Mauricio prefería simular que no se daba cuenta de las maniobras de Francesco Sassetti. Antes de dar ningún paso en falso debía aprender más sobre las prácticas financieras para averiguar qué podía estar ocultando el director de la tavola, y sólo entonces denunciar con fundamento su turbio proceder ante Lorenzo. De otro modo, el Magnífico, inmerso en un mar de problemas, podría interpretar sus quejas como las de un niño incapaz de valerse por sí mismo. Mientras Francesco Sassetti no le considerara un peligro, Mauricio podría continuar cultivando en secreto su amistad con Bruno sin levantar sospechas. En efecto, Bruno era siempre el primero en llegar a la tavola, mientras que el director se tomaba su tiempo. Por dicho motivo, Mauricio se había acostumbrado a madrugar, pues cuando Bruno se hallaba a solas con él, se mostraba mucho más amistoso y predispuesto a compartir sus valiosos conocimientos.

Al salir a la calle le deslumbraron los primeros rayos de sol de la mañana. Mauricio alcanzó la principal Via della Scala, que conducía hasta la tavola, cuando un espectáculo inusual le detuvo. A la altura del cruce con la Via della Porcellana, tres hombres ayudaban a andar a una mujer que, súbitamente, se desplomó al suelo.

Mauricio se acercó rápidamente al grupo, para averiguar qué había ocurrido. Los tres hombres tenían los rostros desencajados. Uno de ellos meneó la cabeza y se dirigió a Mauricio.

—No hay nada que hacer. La peste se ha llevado su vida. ¿Nos podrías ayudar a transportarla hasta el cementerio del hospital de La Scala?
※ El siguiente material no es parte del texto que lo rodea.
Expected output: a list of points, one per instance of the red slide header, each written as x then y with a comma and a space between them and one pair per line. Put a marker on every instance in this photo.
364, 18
Mauricio retrocedió instintivamente. Asustado, pensó que tocar las ropas de aquella mujer le podía acarrear la muerte. El hospital estaba a menos de quinientos pasos, pero ese pequeño trayecto le podía conducir a un lugar del que los vivos no vuelven.

Los tres hombres empezaron a levantar a la difunta sin esperar ayuda. En ese momento, Mauricio cambió de parecer. Tal vez, allí, en la salida de la iglesia, Dios le estuviera esperando para probar su fe. ¿O acaso rezar mucho y ayudar poco era propio de buenos cristianos? Debía actuar con valor. Si Dios le miraba con buenos ojos, quizá le concedería la gracia de permitir su enlace con Lorena. Mauricio se animó recordando que según Marsilio Ficino no estaba comprobado que la causa del contagio fuera el contacto físico, pues había personas que, pese a convivir con enfermos de peste, no la contraían.

Mauricio se encomendó a Jesucristo mientras sus manos entraban en contacto con el cadáver.